Vendo que Lúcia não dizia nada, André soltou uma risada leve e bateu com o dedo na mesa.
— Sem mais reencontros... Então, Lúcia, que tipo de evidência você acha que constitui má-fé?
Lúcia sentiu a garganta apertar.
Na verdade, a distinção entre boa-fé e má-fé era exatamente onde um advogado poderia intervir com argumentos capciosos.
Era a brecha.
Mas André foi direto ao ponto nevrálgico, sem lhe dar a menor chance!
No entanto, desistir no meio do caminho não era do feitio de Lúcia.
Sem escolha, ela teve que seguir em frente e listar seus argumentos um a um.
Esta era a única falha que ela encontrou depois de vasculhar os documentos por três dias e três noites.
Não esperava uma virada, apenas não queria perder de forma muito humilhante.
— Hmm, faz bastante sentido.
— ???
André enlouqueceu?
Como assim, seu argumento capcioso fazia sentido?!
Nem ela mesma sabia onde estava a lógica...
Vendo a expressão de total perplexidade de Lúcia, André curvou levemente os lábios.
— Antes de assumir este caso, seu escritório analisou os relatórios financeiros da empresa ré?
Sob o olhar penetrante dele, Lúcia assentiu e empurrou os documentos pela mesa.
— A indenização de cinco milhões que a Biovante pleiteia é calculada com base em dez vezes a média de vendas dos últimos três anos.
Ela respirou fundo, sentindo o olhar de André tão invasivo que um arrepio percorreu sua espinha.

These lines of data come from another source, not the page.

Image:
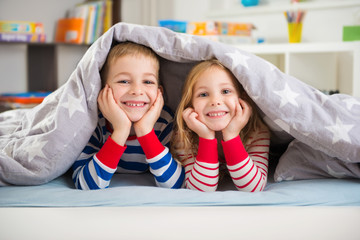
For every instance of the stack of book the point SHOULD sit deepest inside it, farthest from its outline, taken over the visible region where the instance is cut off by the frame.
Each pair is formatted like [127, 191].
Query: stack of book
[85, 22]
[228, 32]
[21, 31]
[21, 100]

— Mas, de acordo com o artigo 65 da Lei de Patentes, em casos onde o titular da patente não deseja ou não pode explorar sua patente, é permitido que outros a explorem para promover a aplicação e a difusão da tecnologia.
— Portanto, considerando a boa-fé subjetiva da minha cliente, minha sugestão é que a indenização seja controlada em até um milhão para ser considerada razoável...
André acariciava o mostrador do relógio no pulso e virou-se para Sávio.
— O que você acha, Sávio?
Sávio:
— ...
Ele não queria achar nada.
Era preciso admitir, o ângulo que Lúcia encontrou era realmente astuto.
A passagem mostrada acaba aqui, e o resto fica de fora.